Mari, en pyjama gris et bleu, avec l’air de détester sa vie et sa famille, de regretter chaque décision qui a mené à sa progéniture et aux colis de fruits qui viennent d’un producteur du Sud, si, si, je te jure que ça doit être bien. 

Et les autres photos? Je les attends avec impatience: 

Mari en jogging gris, avec un balai dans la main gauche et deux petits colis enrobés de plastique noir dans la droite.

Mari avec ses vêtements de sortie, réceptionnant deux minutes avant de partir au bureau un pack de 35 stylos effaçables.  

Mari portant son autre jogging gris et tenant trente œufs fermiers avec beaucoup de précaution et de lassitude.

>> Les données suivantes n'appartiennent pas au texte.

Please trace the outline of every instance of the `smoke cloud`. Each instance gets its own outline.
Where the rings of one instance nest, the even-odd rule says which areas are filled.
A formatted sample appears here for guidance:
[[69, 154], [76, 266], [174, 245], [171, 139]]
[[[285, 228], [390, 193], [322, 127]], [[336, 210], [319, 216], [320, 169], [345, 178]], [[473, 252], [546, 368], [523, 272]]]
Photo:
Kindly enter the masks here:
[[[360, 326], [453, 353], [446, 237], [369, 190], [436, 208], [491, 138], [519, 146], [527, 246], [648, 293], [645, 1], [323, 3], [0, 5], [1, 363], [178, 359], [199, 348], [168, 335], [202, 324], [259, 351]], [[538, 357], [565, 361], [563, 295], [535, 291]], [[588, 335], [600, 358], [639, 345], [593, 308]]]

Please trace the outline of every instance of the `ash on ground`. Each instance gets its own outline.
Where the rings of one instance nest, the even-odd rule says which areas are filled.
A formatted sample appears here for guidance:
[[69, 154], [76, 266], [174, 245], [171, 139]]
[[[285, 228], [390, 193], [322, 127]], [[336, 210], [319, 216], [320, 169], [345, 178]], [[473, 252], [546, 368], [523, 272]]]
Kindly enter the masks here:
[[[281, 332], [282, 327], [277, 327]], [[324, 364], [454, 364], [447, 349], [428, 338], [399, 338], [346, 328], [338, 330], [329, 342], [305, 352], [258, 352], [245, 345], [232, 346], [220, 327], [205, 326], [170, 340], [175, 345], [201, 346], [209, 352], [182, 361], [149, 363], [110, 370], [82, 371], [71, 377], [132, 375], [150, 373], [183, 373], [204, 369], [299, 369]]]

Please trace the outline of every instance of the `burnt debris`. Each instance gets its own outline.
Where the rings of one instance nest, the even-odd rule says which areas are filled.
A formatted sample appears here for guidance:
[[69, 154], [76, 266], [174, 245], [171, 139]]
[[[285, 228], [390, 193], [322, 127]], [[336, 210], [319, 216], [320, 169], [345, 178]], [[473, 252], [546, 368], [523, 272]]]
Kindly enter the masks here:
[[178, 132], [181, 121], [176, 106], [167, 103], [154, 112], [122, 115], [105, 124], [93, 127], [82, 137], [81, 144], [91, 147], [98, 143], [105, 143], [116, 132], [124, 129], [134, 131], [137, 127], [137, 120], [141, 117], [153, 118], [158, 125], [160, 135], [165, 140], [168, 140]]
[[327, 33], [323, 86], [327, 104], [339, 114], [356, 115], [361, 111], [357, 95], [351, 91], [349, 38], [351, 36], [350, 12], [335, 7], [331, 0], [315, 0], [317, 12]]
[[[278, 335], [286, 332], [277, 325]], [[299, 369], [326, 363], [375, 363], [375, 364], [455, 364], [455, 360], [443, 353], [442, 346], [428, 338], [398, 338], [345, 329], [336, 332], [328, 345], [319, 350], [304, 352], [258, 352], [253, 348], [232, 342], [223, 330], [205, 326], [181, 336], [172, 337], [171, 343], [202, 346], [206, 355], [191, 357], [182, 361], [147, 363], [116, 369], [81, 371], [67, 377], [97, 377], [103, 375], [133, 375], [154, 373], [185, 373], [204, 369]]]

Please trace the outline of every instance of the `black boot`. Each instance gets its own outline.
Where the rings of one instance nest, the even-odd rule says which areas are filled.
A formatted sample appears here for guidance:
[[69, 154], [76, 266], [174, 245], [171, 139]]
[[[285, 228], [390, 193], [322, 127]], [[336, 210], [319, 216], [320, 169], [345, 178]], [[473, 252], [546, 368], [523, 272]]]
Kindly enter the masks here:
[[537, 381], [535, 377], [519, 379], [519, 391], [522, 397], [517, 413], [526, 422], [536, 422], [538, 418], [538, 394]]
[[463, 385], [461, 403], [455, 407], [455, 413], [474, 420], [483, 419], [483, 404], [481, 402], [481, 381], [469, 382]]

Mari avec son troisième jogging gris posant devant les deux caisses de fruits et de jus d’orange.

Mari avec un t-shirt d’il y a vingt ans, des outils de bricoleur encore brillants d’un travail quelconque de réparation et trois récipients en plastique de pains au chocolat qu’on fait livrer pour nos gourmands de fils.

Mari en pyjama motif de vrai mec (des chiens et des cocotiers), avec un paquet très encombrant de plaques de contreplaquées pour… seul Mari sait quoi.    

Mari avec son jogging vert des grands jours posant devant deux caisses de 17 barquettes de filets de poulet, avec cet air à se demander pourquoi j’en achète tellement (si, en gros, ça nous revient moins cher) et surtout où est-ce qu’il va les mettre si le congélateur est déjà plein.  


Mais, non, Chéri, je ne me moque pas de toi, dans cette photo! C’est juste que… tu es le plus beau jour, l’égérie même de la paternité fatiguée et ça me fait rire! Mari, pour reprendre un titre plat, passe-partout et pourtant si juste: merci d’être à nos côtés! C’est vrai que tu es bien gentil…

Demain, mets ton plus beau jogging, j’ai acheté en ligne un cageot de bonnes poires.